Il a publié une vingtaine de livres, la plupart en français mais aussi en grec et en allemand. Ses œuvres ont été traduites en 16 langues.

Il naît dans une famille de la bourgeoisie athénienne (son père était médecin). Son frère et lui reçoivent une éducation en trois langues (grec, allemand, français) ; il reçoit sa formation secondaire au lycée d’Athènes, à l’École allemande, et à l’Institut français, avant d’entreprendre des études de droit et d’économie.

Avec le début de Seconde Guerre mondiale Alexos s’initie à la politique. Pendant l’occupation italienne puis allemande il participe à la Résistance grecque, comme organisateur et journaliste membre du Parti Communiste (1941-1945).

Il sera ensuite exclu du Parti pour déviationnisme. Arrêté par le gouvernement d’extrême-droite dans la période confuse qui précède la Guerre civile grecque, il est enfermé dans un camp en bord de mer d’où il s’évade de nuit à la nage en décembre 1944.

Grâce aux efforts du directeur de l’Institut français, avec une centaine d’autres jeunes Grecs dont Cornelius Castoriadis il embarque sur le Mataroa et rejoint Paris en décembre 1945. Fin 1945, il est condamné à mort par contumace, par une cour martiale grecque. C’est en France qu’il vivra désormais ; il ne revient pour la première fois en Grèce, pour l’été, qu’en 1956.

Diverses rencontres marquent ses premières années en France : André Breton en 1947, Pablo Picasso en 1948, mais aussi et surtout Jean Beaufret, François Châtelet, Henri Lefebvre et Martin Heidegger, dont la pensée l’influence et qu’il rencontre en 1955 au Centre culturel international de Cerisy-la-Salle.
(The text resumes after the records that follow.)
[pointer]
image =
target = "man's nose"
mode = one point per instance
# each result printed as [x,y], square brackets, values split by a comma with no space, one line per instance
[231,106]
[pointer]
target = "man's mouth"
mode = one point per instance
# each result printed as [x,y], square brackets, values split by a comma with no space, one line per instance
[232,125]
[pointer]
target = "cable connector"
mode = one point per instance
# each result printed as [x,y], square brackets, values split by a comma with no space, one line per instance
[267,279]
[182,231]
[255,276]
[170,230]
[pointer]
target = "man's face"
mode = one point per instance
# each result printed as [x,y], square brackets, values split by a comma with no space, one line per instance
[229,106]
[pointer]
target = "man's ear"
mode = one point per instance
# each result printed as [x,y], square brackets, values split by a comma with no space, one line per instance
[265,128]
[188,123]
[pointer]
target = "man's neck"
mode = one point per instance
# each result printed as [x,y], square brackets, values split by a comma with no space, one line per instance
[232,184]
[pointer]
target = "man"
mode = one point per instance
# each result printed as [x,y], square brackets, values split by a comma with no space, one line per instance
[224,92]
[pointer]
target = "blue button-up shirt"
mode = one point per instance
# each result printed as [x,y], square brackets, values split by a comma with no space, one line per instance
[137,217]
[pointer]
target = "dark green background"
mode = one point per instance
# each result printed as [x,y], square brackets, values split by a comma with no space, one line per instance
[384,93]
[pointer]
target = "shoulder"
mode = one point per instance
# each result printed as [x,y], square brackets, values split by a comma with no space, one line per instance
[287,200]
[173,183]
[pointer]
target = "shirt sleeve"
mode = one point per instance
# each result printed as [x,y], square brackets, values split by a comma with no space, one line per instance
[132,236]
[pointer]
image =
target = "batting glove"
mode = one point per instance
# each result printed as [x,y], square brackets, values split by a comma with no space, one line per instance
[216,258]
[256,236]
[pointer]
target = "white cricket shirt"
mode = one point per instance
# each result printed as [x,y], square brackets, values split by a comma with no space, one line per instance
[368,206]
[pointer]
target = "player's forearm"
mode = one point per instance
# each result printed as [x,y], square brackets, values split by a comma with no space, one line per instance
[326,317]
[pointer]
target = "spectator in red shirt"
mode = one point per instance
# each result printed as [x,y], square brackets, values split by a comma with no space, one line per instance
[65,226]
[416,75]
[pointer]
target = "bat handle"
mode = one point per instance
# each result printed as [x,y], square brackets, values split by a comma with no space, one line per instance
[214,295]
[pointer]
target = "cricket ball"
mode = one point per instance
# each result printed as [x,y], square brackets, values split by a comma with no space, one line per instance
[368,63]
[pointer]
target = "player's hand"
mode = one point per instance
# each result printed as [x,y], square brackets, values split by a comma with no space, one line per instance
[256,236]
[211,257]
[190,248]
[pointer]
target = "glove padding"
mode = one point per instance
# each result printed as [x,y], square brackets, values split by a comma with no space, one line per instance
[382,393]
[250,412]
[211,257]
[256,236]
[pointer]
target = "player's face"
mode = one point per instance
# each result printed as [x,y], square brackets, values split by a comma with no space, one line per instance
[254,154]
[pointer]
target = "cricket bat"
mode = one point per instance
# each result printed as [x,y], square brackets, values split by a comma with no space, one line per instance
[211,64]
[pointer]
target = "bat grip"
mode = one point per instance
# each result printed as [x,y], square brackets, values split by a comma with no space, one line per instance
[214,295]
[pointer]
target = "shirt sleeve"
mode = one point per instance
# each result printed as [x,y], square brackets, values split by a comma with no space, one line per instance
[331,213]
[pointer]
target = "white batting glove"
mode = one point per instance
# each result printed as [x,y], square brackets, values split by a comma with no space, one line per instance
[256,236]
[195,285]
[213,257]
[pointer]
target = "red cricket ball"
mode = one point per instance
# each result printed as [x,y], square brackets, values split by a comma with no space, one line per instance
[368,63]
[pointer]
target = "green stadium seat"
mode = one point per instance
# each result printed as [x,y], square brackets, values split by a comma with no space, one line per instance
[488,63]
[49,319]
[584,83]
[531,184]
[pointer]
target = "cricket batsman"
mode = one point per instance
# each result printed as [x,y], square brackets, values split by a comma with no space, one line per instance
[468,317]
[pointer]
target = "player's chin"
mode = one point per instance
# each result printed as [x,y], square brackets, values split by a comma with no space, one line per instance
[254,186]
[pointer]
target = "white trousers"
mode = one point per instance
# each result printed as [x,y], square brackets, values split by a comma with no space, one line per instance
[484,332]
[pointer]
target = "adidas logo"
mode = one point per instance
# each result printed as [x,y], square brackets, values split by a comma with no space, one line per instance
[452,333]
De 1950 à 1957 il est chercheur au CNRS, avant de travailler à l’École pratique des hautes études. Ses premiers textes sont publiés, et il rejoint en 1957 l’équipe de la revue Arguments, fondée l’année précédente par Edgar Morin, Roland Barthes, Jean Duvignaud et Colette Audry, qui veut propulser une critique radicale du stalinisme et plus généralement reconsidérer le « mode marxiste de penser », par l’intégration des sciences sociales et de pensées hétérodoxes (Lukacs, Marcuse, Korsch). Morin délaissant la revue, Axelos en devient le rédacteur en chef en 1960 et le restera jusqu’au dernier numéro, paru en 1962.

Il soutient, en 1959, ses thèses doctorales sur la philosophie poétique de Héraclite (publiée sous le titre Héraclite et la philosophie, 1962) et sur Marx penseur de la technique (publiée en 1961), qui, dans une perspective heideggerienne, inscrit l’auteur du Capital dans l’histoire de la métaphysique moderne, comme son sommet ou son plus complet déploiement.

Ces deux livres inaugurent sa première trilogie, qu’il intitulera plus tard Le Déploiement de l’errance. Elle s’achève avec Vers la pensée planétaire (1964) où figurent notamment ses réflexions sur Rimbaud et le lien entre l’ontologie et la littérature.

De 1962 à 1973 il enseigne la philosophie à la Sorbonne, avant de revenir au CNRS. Au fil des livres, il développe et reprend les grands concepts qui organisent sa pensée : le temps, le monde, le jeu. Le Déploiement du jeu, sa seconde trilogie, comprend Contribution à la logique (1977), Le Jeu du monde (1969) et Pour une éthique problématique (1972). La troisième (Le Déploiement d’une enquête) comprend Arguments d’une recherche (1969), Horizons du Monde (1974) et Problèmes de l’enjeu (1979).

Il est proche de Gilles Deleuze, avant que ce dernier ne s’éloigne à la suite d’un article d’Axelos (« Sept questions à un philosophe », Le Monde, 28 avril 1972) à la sortie de L’Anti-Œdipe (écrit en collaboration avec Félix Guattari).

Alors même qu’il élabore une œuvre considérable, dès les années 1970 sa présence publique est plus discrète. Il s’en expliquera dans une interview donnée en 2005 : « Je ne me considère pas comme un intellectuel, c’est-à-dire comme quelqu’un qui donne son avis sur toutes les choses à longueur de jour et de nuit. J’ai des préférences personnelles en ceci, en cela, mais ce que je pense et ce que j’essaie de faire, tout en m’adressant, pour reprendre un mot de Nietzsche, « à tous et à personne », ne peut que rester souterrain et exercer, si ça doit jamais l’exercer, un pouvoir invisible plutôt que visible. »2

Décédé à 85 ans, il est inhumé à Paris, au cimetière du Montparnasse, le 11 février 20103.

À noter le livre biographique avec une approche théorique "Kostas Axelos : Une vie pensée, une pensée vécue" d’Eric Haviland, préface de Jean-Michel Palmier aux éditions L’Harmattan.